Calculating realtime metrics from mobile events

A bit of context:
In the project that I’m working on we are already calculating some metrics (in “realtime”) from web events that are generated by a snowplow web tracker. Let’s focus on AvgTimeSpent.

We are using Spark Structured Steaming to perform those calculations. In those jobs, events with the same pageview_id are grouped in windows of 1 minutes. Then that pre-aggregation is used to create 5 minute windows that are finally used to calculate the metrics.

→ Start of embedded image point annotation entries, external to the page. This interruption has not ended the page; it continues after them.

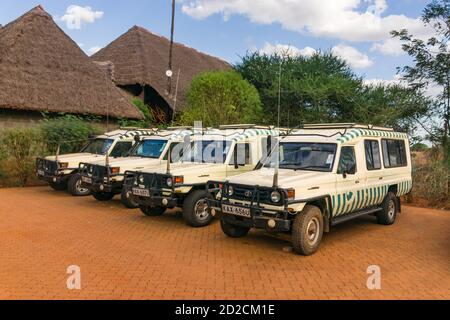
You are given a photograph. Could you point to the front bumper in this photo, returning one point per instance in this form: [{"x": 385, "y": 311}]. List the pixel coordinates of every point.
[
  {"x": 276, "y": 221},
  {"x": 155, "y": 199}
]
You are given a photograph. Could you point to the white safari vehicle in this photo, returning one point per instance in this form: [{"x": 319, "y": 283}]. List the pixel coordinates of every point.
[
  {"x": 62, "y": 171},
  {"x": 318, "y": 177},
  {"x": 105, "y": 177},
  {"x": 214, "y": 154}
]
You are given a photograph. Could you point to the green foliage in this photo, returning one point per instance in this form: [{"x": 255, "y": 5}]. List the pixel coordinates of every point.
[
  {"x": 322, "y": 88},
  {"x": 221, "y": 97},
  {"x": 20, "y": 148},
  {"x": 148, "y": 116},
  {"x": 69, "y": 131},
  {"x": 431, "y": 66}
]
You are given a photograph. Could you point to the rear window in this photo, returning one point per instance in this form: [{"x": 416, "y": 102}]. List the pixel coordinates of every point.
[
  {"x": 394, "y": 153},
  {"x": 373, "y": 156}
]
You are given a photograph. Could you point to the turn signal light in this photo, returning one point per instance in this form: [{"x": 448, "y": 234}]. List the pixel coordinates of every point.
[
  {"x": 291, "y": 194},
  {"x": 179, "y": 180}
]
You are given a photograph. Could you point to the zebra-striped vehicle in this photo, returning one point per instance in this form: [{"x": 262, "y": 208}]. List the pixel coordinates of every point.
[{"x": 318, "y": 177}]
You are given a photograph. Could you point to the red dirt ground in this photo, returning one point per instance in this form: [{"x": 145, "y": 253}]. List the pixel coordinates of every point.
[{"x": 125, "y": 255}]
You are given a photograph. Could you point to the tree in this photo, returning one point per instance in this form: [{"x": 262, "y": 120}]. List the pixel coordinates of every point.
[
  {"x": 432, "y": 68},
  {"x": 323, "y": 88},
  {"x": 221, "y": 97}
]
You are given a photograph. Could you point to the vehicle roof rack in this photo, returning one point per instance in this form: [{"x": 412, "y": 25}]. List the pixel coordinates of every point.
[{"x": 345, "y": 126}]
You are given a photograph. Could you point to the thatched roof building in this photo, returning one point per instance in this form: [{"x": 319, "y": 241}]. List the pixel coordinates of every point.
[
  {"x": 42, "y": 69},
  {"x": 141, "y": 60}
]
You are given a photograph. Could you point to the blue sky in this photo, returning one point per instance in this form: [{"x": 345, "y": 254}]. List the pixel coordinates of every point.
[{"x": 357, "y": 30}]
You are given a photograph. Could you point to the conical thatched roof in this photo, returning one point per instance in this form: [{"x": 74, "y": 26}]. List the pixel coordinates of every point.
[
  {"x": 141, "y": 57},
  {"x": 42, "y": 69}
]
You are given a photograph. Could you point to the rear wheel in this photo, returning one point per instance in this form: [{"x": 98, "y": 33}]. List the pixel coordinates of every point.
[
  {"x": 152, "y": 211},
  {"x": 127, "y": 199},
  {"x": 74, "y": 187},
  {"x": 307, "y": 231},
  {"x": 58, "y": 186},
  {"x": 388, "y": 215},
  {"x": 195, "y": 211},
  {"x": 233, "y": 231},
  {"x": 103, "y": 196}
]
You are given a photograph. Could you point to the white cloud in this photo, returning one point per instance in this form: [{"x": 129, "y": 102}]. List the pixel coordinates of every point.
[
  {"x": 93, "y": 50},
  {"x": 284, "y": 49},
  {"x": 389, "y": 47},
  {"x": 353, "y": 56},
  {"x": 349, "y": 20},
  {"x": 76, "y": 16}
]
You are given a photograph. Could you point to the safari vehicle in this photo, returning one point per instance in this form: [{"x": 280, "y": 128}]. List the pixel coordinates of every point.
[
  {"x": 318, "y": 177},
  {"x": 62, "y": 171},
  {"x": 106, "y": 177},
  {"x": 215, "y": 154}
]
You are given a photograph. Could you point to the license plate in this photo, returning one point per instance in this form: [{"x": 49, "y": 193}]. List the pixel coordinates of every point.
[
  {"x": 141, "y": 192},
  {"x": 236, "y": 211},
  {"x": 86, "y": 180}
]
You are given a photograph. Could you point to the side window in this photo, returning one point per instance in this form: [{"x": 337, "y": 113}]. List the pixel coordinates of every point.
[
  {"x": 244, "y": 156},
  {"x": 121, "y": 149},
  {"x": 394, "y": 153},
  {"x": 373, "y": 157},
  {"x": 347, "y": 163}
]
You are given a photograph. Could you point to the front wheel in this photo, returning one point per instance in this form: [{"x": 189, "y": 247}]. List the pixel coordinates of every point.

Here is a simplified example:

Incoming events:
ts       ev_type   page  pv_id
12:00:00 page_view /home 0001
12:00:10 page_ping /home 0001
12:00:20 page_ping /home 0001
12:00:22 page_view /home 0002
12:00:32 page_ping /home 0002

1 minute aggregation:
ts       page  time_spent pv_id
12:00:00 /home 20         0001
12:00:00 /home 10         0002

Average time spent:
ts       page  avg_time_spent
12:00:00 /home 15

The calculation of these metrics is possible because in web there are page pings, therefore a 5 minute window has enough information to determine how many pageviews ocurred and how much time a user spent on a page, on that 5 minute interval.

Since in mobile trackers there is not support for page pings, I wonder if anyone have calculated similar realtime metrics for mobile events

I’m not looking for a solution specific for Spark Structured Streaming, we could well be using Flink or something else.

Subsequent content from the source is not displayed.